Wir haben uns in der
Vergangenheit schon häufiger mit dem komplexen Problem der
Multimedikation, insbesondere bei multimorbiden und älteren
Patienten, beschäftigt (1). Obwohl heute zahlreiche Werkzeuge
zur Optimierung der Pharmakotherapie und dadurch auch Verbesserung
der Arzneimitteltherapiesicherheit zur Verfügung stehen
(Übersicht in 2 und 3), gelingt es trotzdem meist nicht, bei
multimorbiden und/oder älteren Patienten nicht (mehr) indizierte
Medikamente abzusetzen. Eine systematische Übersicht von
25 Studien mit teilweise sehr komplexen Interventionen und mehr
als 10.000 älteren Patienten hat gezeigt, dass in diesen Studien
meist nur eine minimale Reduzierung der verordneten Zahl an
Medikamenten erreicht werden konnte (Reduzierung von durchschnittlich
7,4 auf 7,2 Dauerverordnungen). Überraschenderweise haben die
überwiegend sehr personal- und zeitaufwändigen
Interventionen – mit und ohne IT-Unterstützung –
auch keinen messbaren Effekt auf klinisch relevante Endpunkte, wie
Krankenhausaufnahmen oder Letalität (3).
Mögliche Gründe
für dieses enttäuschende Ergebnis könnten sein, dass
die Interventionen überwiegend zeitlich begrenzt erfolgten, z.B.

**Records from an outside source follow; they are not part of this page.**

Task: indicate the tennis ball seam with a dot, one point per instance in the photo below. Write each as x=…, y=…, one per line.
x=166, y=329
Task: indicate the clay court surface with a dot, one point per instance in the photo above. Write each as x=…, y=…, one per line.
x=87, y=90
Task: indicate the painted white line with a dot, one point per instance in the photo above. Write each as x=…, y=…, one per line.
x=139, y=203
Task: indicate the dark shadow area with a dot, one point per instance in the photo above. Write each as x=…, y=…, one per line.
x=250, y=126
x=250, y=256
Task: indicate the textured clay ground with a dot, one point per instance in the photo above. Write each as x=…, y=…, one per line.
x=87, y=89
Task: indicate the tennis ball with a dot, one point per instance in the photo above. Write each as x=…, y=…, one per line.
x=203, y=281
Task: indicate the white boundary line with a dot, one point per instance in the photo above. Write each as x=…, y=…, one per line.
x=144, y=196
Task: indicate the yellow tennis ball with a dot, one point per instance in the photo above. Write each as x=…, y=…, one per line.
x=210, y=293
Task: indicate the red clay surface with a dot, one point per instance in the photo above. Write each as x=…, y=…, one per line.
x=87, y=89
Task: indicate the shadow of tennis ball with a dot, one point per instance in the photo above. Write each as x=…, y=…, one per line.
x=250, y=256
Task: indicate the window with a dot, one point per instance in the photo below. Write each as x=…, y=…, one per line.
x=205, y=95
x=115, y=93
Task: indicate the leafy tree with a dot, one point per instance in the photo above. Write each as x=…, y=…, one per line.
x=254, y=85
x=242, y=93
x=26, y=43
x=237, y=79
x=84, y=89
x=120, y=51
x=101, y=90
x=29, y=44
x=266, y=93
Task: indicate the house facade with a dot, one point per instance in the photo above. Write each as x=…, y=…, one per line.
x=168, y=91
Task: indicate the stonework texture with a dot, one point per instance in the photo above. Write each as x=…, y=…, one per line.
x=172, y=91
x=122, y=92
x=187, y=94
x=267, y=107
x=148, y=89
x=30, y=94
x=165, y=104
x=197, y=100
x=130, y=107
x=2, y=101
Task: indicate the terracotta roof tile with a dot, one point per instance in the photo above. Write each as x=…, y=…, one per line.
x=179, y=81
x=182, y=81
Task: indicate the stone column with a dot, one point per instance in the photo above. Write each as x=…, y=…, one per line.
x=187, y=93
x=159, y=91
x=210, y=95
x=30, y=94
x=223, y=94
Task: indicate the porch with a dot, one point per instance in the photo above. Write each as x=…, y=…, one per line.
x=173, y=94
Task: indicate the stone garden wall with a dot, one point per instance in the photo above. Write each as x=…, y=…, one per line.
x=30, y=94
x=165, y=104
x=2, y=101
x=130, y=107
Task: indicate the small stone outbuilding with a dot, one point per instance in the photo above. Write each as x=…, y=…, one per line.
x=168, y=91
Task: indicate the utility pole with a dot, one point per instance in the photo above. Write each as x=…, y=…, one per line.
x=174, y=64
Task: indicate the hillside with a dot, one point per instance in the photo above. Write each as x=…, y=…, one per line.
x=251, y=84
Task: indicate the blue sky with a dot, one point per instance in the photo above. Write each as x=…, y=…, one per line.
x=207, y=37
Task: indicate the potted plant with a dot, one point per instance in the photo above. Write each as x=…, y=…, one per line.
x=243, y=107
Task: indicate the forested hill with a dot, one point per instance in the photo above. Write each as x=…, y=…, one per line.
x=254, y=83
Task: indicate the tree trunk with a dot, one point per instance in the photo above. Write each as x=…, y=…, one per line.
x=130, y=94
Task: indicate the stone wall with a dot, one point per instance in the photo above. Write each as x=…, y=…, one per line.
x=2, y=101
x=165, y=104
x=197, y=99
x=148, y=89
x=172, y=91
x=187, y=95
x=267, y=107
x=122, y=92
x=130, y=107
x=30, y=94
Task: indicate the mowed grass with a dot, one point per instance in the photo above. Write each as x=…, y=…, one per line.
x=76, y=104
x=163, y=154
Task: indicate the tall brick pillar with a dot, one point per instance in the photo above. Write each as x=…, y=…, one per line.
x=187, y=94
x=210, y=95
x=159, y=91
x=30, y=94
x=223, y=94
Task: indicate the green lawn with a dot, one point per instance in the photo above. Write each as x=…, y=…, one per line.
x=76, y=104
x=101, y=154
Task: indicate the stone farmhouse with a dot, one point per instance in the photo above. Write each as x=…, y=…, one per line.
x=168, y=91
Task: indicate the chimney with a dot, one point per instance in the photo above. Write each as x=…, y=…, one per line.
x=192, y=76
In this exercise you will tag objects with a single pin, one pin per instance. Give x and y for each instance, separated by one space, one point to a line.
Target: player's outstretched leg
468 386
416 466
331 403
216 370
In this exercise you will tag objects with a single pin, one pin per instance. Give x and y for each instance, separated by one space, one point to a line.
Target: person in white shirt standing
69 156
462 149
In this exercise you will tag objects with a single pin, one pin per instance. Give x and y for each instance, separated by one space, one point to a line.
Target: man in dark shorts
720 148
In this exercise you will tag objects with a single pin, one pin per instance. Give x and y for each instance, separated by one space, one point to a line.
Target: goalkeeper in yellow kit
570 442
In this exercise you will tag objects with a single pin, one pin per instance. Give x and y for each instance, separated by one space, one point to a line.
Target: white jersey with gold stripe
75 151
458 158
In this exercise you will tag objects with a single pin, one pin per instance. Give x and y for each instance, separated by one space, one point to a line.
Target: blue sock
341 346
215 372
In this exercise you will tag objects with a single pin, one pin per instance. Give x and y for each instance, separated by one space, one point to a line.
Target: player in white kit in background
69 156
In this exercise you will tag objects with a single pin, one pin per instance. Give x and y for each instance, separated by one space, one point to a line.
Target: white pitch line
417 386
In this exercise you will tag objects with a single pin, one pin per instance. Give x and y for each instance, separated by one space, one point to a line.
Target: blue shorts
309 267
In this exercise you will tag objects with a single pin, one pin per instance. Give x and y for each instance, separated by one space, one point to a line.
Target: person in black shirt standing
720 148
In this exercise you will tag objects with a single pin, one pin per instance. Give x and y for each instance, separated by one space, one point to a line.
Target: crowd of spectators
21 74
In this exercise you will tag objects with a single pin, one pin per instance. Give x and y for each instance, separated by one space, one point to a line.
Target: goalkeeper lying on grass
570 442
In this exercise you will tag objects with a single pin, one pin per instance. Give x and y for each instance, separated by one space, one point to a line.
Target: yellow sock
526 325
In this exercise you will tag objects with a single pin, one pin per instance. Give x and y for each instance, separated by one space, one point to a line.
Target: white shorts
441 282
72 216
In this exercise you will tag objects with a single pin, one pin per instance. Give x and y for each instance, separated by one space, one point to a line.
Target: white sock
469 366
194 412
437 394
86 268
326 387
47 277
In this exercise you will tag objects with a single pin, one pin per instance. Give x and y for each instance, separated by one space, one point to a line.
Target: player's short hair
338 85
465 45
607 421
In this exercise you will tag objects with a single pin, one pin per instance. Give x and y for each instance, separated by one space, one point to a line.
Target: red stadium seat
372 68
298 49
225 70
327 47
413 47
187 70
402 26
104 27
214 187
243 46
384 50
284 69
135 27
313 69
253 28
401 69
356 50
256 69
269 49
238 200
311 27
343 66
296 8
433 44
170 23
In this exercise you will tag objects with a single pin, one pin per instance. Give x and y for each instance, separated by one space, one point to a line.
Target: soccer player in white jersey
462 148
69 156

im Rahmen einer Krankenhausbehandlung, oft allein nach Aktenlage und
durch Spezialisten (klinische Pharmazeuten, Geriater, Internisten),
denen die Patienten unbekannt waren. Weitere Erklärungen könnten
in den verwendeten Studien-Designs liegen. Es wurden überwiegend
zu wenige Patienten untersucht, zu kurz nachbeobachtet und die
Patienten über die ergriffenen Maßnahmen zu wenig
informiert. In keiner Studie erfolgten Scheininterventionen. Dieser
Aspekt scheint uns jedoch besonders wichtig, da bei jeder Veränderung
der Medikation mit unerwünschten Reaktionen zu rechnen ist,
beispielsweise durch Absetzphänomene und/oder eine
psychologische Verunsicherung des Patienten. Ein Absetzen von
Arzneimitteln kann bei Patienten oder ihren Angehörigen
Befürchtungen auslösen, als hoffnungsloser Fall oder –
noch schlimmer – aus ökonomischen Gründen aufgegeben
zu werden. Dies kann zu einer Verschlechterung der gesundheitlichen
Situation führen.
Gleichwohl hat aber auch
jede/r klinisch Tätige die Erfahrung gemacht, dass eine
Reduzierung medizinischer Maßnahmen und eine intensive
Zuwendung und Beschäftigung mit anderen Bedürfnissen des
Patienten in fortgeschrittenen Krankheitsphasen sehr hilfreich sein
können. Daher sollte in diese Richtung trotz vieler Rückschläge
unbedingt weiter geforscht werden. Dies wird auch in einem Kommentar
zur Reihe „Less is More“ im JAMA Internal Medicine
bekräftigt (4). Dort wird die Reduzierung medizinischer
Maßnahmen als „The Next Frontier for Improving Care
Quality“ bezeichnet und den Autoren medizinischer Leitlinien
eine besondere Verantwortung zugewiesen. Sie sollen nicht nur
Anweisung zur Intensivierung von Therapie und Diagnostik geben,
sondern auch Kriterien und Wege zur ihrer Reduzierung aufzeigen.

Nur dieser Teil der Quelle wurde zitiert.